Selain kredebelitas, media massa kini juga memiliki tantangan untuk berperang dengan para produsen berita berita bohong (hoax). Jangan sampai berita berita yang belum terverifikasi malah dijadikan sumber untuk konten beritanya. Sayangnya saat ini ada tren media mainstream yang mengutip sumber sumber anonim yang validitasnya diragukan. Belum lagi banyaknya media, biasanya medi online yang mengutip sumber berita dari konten youtube para pesohor. Sumber informasi dipastikan tunggal.
Jadi berbicara tentang kebebasan pers maka, tidak bisa dipungkiri harus dibahas juga batasan-batasannya. Karena kebebasan dipastikan melahirkan batasan. Terkait isu kebebasab pers dengan makna leksikal sendiri di Indonesia belum terlalu menggembirakan. Jika dilihat dari indek kebebasan pers pada tahun 2019 yang dikeluarkan oleh Journalist Without Border, Indonesia masih menempati urutan 142 dari 180 negara. Dari indeks ini bisa diketahui bahwa intimadasi, ancaman dan halangan dalam melaksanakan tugas jurnalistik di Indonesia masih besar. Pada tahun 2019 masih ada 75 kekerasan terhadap jurnalis. Kekerasan yang diterima mulai dari kekerasan fisik hingga ancaman pembunuhan. Bahkan di awal 2020 publik juga dikagetkan dengan ditahannya seorang jurnalis di Palopo karena memberitakan dugaan korupsi. Dia dijerat dengan pasal UU ITE. karena dianggap mencemarkan nama baik. Padahal jika menyangkut produk pers, undang undangnya sudah jelas menggunakan undangan pers no 40 tahun 1999.
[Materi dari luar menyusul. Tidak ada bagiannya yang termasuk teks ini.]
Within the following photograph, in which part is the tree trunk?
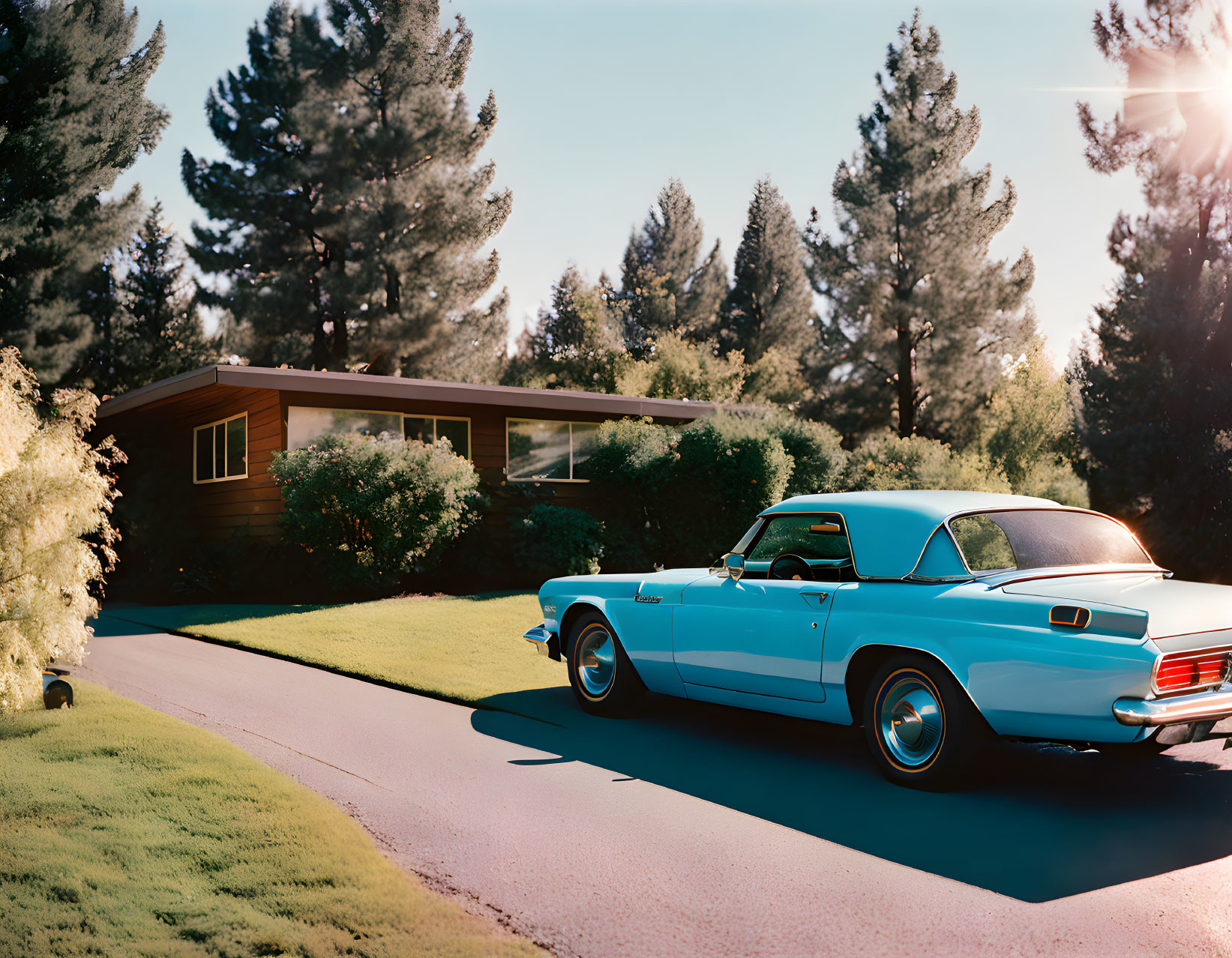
[895,322,916,439]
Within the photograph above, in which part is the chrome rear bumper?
[523,622,561,661]
[1113,684,1232,726]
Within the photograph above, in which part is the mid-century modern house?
[97,366,713,566]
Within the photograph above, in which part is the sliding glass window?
[505,419,598,483]
[192,412,247,483]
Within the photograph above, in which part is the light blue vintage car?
[525,491,1232,788]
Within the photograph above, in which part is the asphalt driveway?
[79,622,1232,958]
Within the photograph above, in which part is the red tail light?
[1154,645,1232,694]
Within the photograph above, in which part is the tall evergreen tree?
[184,0,511,374]
[80,203,218,395]
[718,180,817,364]
[506,264,627,393]
[0,0,167,385]
[805,10,1035,439]
[1079,0,1232,582]
[621,180,727,349]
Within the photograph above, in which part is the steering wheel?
[766,552,813,582]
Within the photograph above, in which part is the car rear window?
[950,508,1151,573]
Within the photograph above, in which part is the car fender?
[540,569,707,697]
[822,582,1158,741]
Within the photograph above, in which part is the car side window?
[950,516,1018,573]
[745,515,851,561]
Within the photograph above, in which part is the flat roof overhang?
[98,366,715,420]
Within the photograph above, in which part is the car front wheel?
[864,655,989,792]
[565,612,646,717]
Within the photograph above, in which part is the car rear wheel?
[565,612,646,717]
[864,655,991,792]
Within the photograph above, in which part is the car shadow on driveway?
[472,688,1232,901]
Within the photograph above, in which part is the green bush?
[847,435,1010,492]
[711,406,850,496]
[519,502,604,577]
[581,415,793,569]
[270,436,483,590]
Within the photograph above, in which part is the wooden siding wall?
[281,391,704,543]
[97,385,688,548]
[106,385,283,539]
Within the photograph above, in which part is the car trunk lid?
[1002,573,1232,651]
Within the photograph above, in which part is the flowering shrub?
[0,347,124,711]
[519,502,604,579]
[270,436,484,590]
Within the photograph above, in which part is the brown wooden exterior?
[97,367,711,556]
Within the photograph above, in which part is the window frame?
[736,508,864,579]
[192,409,247,485]
[403,410,475,462]
[505,416,604,483]
[287,405,475,462]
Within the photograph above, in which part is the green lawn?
[0,678,538,958]
[105,592,568,705]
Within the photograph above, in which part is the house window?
[505,419,598,483]
[402,414,471,460]
[287,406,402,450]
[192,412,247,483]
[287,406,471,460]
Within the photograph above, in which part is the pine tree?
[718,180,817,364]
[0,0,167,385]
[506,265,628,393]
[78,203,218,395]
[621,180,727,349]
[806,10,1033,439]
[115,203,218,391]
[184,0,511,374]
[1079,0,1232,582]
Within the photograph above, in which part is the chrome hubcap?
[578,625,616,698]
[877,676,945,768]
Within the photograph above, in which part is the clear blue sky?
[110,0,1141,361]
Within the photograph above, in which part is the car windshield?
[950,508,1152,573]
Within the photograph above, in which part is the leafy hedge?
[270,436,483,588]
[579,412,847,569]
[517,502,604,579]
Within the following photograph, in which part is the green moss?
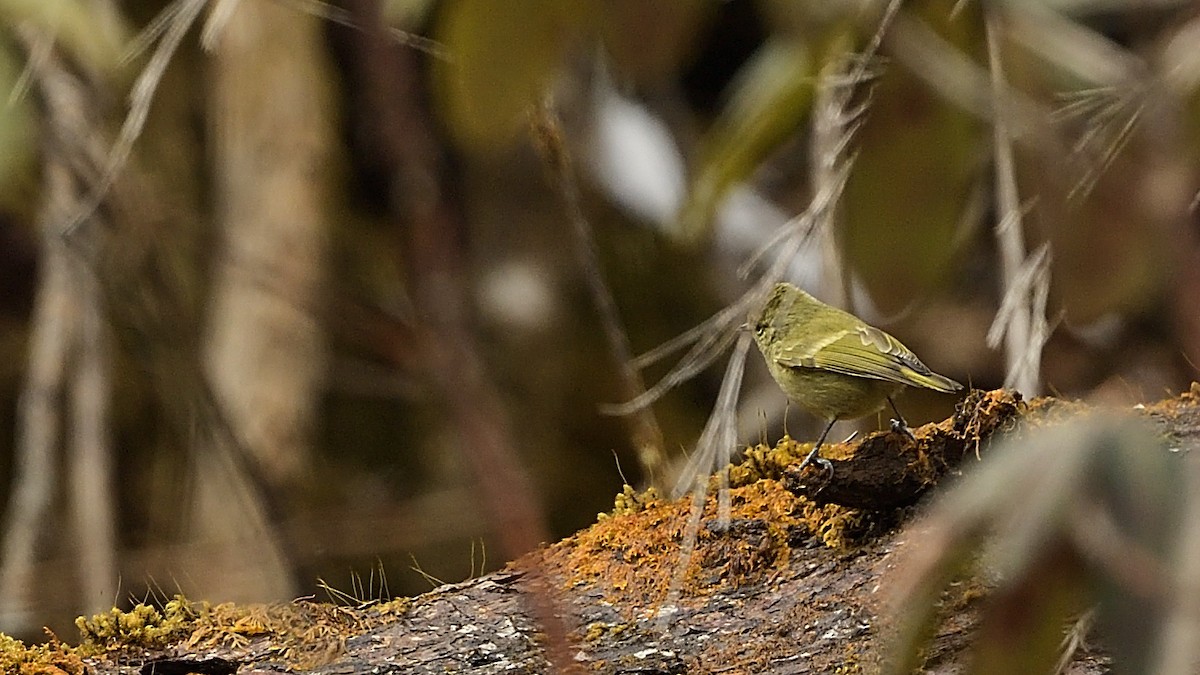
[76,596,200,653]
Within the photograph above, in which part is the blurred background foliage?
[0,0,1200,653]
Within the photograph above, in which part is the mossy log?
[18,387,1200,675]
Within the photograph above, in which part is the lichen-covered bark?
[68,384,1200,675]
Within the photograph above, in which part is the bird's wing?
[775,324,961,392]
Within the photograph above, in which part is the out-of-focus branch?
[0,34,118,631]
[985,8,1049,396]
[348,0,574,671]
[533,106,666,482]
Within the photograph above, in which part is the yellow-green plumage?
[754,283,962,422]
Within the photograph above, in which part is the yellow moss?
[0,633,86,675]
[76,588,410,669]
[76,596,200,653]
[596,485,662,520]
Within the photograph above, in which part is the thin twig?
[533,104,666,480]
[984,7,1048,396]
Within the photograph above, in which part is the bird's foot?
[892,417,917,441]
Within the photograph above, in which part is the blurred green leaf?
[678,37,816,243]
[0,0,130,74]
[0,34,38,214]
[841,2,990,311]
[433,0,593,151]
[884,414,1194,675]
[601,0,716,82]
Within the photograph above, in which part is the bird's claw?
[892,418,917,441]
[812,458,833,483]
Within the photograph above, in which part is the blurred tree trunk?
[205,1,337,484]
[193,1,336,599]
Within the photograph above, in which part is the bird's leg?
[888,396,917,441]
[797,417,838,476]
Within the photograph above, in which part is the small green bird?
[754,282,962,468]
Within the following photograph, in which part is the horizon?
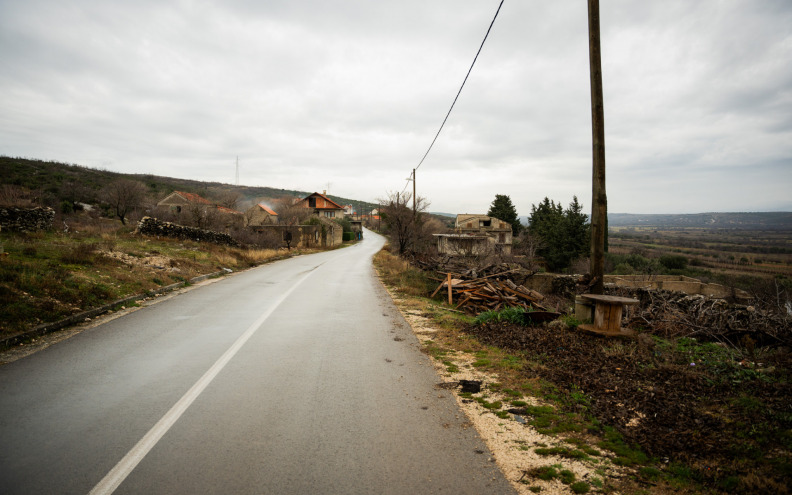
[0,0,792,214]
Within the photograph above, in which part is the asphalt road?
[0,232,513,494]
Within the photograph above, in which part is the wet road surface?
[0,232,513,494]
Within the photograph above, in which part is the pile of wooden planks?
[431,273,546,313]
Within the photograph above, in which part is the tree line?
[379,193,591,272]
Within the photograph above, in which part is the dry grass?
[374,245,437,297]
[0,227,324,336]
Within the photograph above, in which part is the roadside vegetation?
[0,220,301,337]
[375,250,792,494]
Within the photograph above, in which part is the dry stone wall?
[0,207,55,232]
[137,217,239,246]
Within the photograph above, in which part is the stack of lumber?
[431,273,546,313]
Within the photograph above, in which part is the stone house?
[435,213,512,256]
[157,191,244,228]
[245,203,278,227]
[157,191,213,213]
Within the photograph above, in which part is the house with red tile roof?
[297,191,344,218]
[245,203,278,227]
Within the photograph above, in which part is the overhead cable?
[412,0,503,172]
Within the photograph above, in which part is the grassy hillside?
[0,156,377,215]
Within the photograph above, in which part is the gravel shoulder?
[386,287,625,495]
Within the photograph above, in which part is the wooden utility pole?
[588,0,608,294]
[413,169,415,216]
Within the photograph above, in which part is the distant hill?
[608,212,792,230]
[520,211,792,230]
[0,156,377,212]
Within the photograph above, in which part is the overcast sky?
[0,0,792,215]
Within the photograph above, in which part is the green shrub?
[476,307,525,325]
[660,254,688,270]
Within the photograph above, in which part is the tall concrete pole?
[588,0,608,294]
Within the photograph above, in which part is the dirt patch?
[389,291,624,495]
[466,323,792,493]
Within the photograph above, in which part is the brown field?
[608,227,792,277]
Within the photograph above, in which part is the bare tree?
[101,179,146,225]
[379,193,429,254]
[0,184,41,207]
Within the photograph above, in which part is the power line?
[412,0,503,174]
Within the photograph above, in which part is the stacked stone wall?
[137,217,239,246]
[0,206,55,232]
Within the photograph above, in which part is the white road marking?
[89,264,321,495]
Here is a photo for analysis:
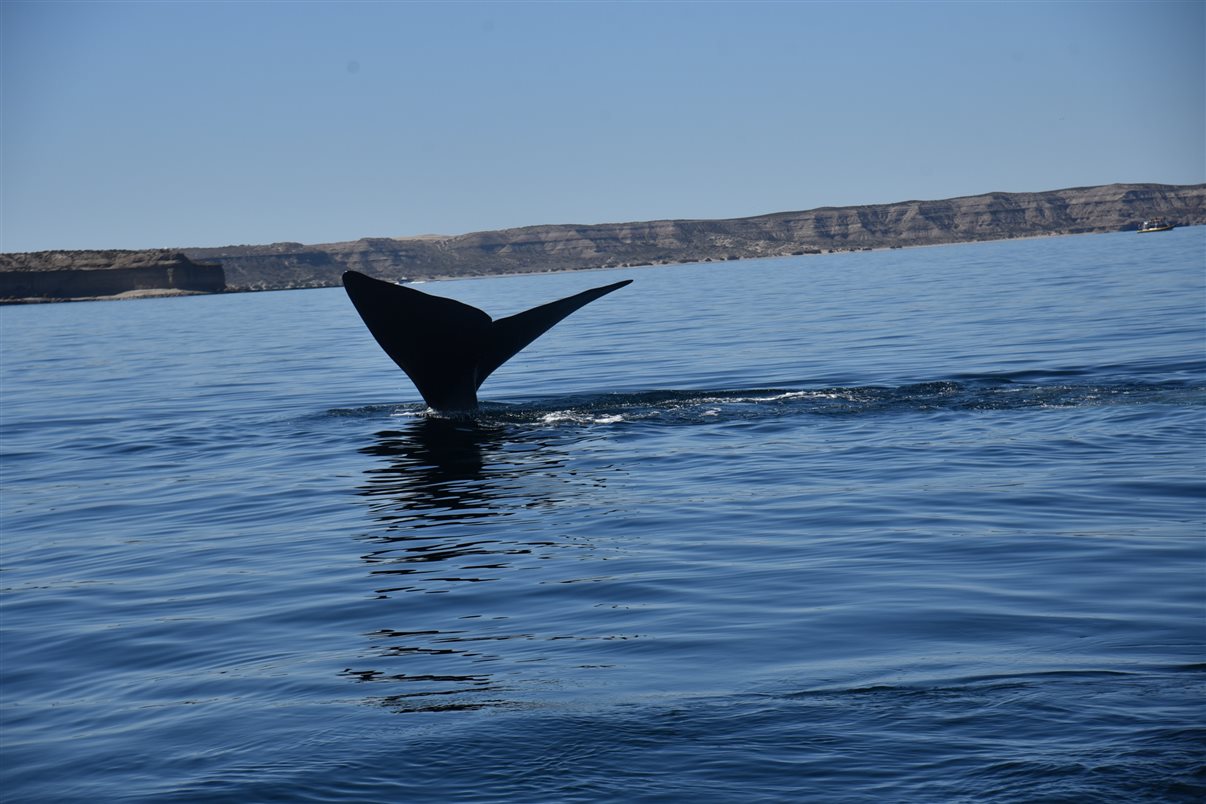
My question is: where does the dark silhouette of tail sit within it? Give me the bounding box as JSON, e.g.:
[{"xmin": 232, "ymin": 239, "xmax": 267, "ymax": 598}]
[{"xmin": 344, "ymin": 271, "xmax": 632, "ymax": 411}]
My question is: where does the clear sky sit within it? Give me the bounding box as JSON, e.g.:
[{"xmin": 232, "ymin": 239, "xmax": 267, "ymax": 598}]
[{"xmin": 0, "ymin": 0, "xmax": 1206, "ymax": 252}]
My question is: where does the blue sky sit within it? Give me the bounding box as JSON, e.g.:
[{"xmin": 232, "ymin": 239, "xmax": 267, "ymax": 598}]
[{"xmin": 0, "ymin": 0, "xmax": 1206, "ymax": 252}]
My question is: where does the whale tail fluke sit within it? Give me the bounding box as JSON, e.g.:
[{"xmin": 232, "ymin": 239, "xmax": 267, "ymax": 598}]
[{"xmin": 344, "ymin": 271, "xmax": 632, "ymax": 411}]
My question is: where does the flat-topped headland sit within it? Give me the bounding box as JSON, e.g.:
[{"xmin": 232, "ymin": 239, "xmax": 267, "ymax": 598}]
[
  {"xmin": 0, "ymin": 248, "xmax": 226, "ymax": 303},
  {"xmin": 0, "ymin": 184, "xmax": 1206, "ymax": 301}
]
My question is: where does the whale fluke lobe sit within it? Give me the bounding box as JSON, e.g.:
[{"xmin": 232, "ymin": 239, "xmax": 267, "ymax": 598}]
[{"xmin": 344, "ymin": 271, "xmax": 632, "ymax": 411}]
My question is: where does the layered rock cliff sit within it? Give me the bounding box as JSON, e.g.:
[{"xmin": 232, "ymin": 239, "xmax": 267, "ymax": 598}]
[
  {"xmin": 186, "ymin": 184, "xmax": 1206, "ymax": 289},
  {"xmin": 0, "ymin": 250, "xmax": 226, "ymax": 301},
  {"xmin": 0, "ymin": 184, "xmax": 1206, "ymax": 300}
]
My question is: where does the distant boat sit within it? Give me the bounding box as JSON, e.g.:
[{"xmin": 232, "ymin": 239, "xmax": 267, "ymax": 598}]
[{"xmin": 1138, "ymin": 218, "xmax": 1173, "ymax": 234}]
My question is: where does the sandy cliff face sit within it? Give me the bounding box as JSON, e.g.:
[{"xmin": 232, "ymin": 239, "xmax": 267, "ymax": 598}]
[
  {"xmin": 188, "ymin": 184, "xmax": 1206, "ymax": 288},
  {"xmin": 0, "ymin": 184, "xmax": 1206, "ymax": 297},
  {"xmin": 0, "ymin": 250, "xmax": 226, "ymax": 300}
]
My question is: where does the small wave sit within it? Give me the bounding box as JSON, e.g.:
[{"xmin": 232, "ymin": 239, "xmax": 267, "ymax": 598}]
[{"xmin": 327, "ymin": 374, "xmax": 1206, "ymax": 427}]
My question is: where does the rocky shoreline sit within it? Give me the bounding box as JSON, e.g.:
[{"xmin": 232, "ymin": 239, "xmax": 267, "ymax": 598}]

Kebebasan pers yang masih dikeliling dengan polarisasi isu, kredebilitas yang menurun, menjamurnya berita hoax dan masih tingginya jurnalis yang mengalami kekerasan, semoga tidak menjadikan jurnalisme mati perlahan. Seperti yang disampaikan oleh jurnalis senior Al-Jazeera Step Vaessen yang mengatakan jurnalisme akan rusak bahkan kiamat jika perilaku pers dan para pelakunya masih seperti sekarang. Semoga pers Indonesia kian berjaya. Mandiri dan bebas intimidasi.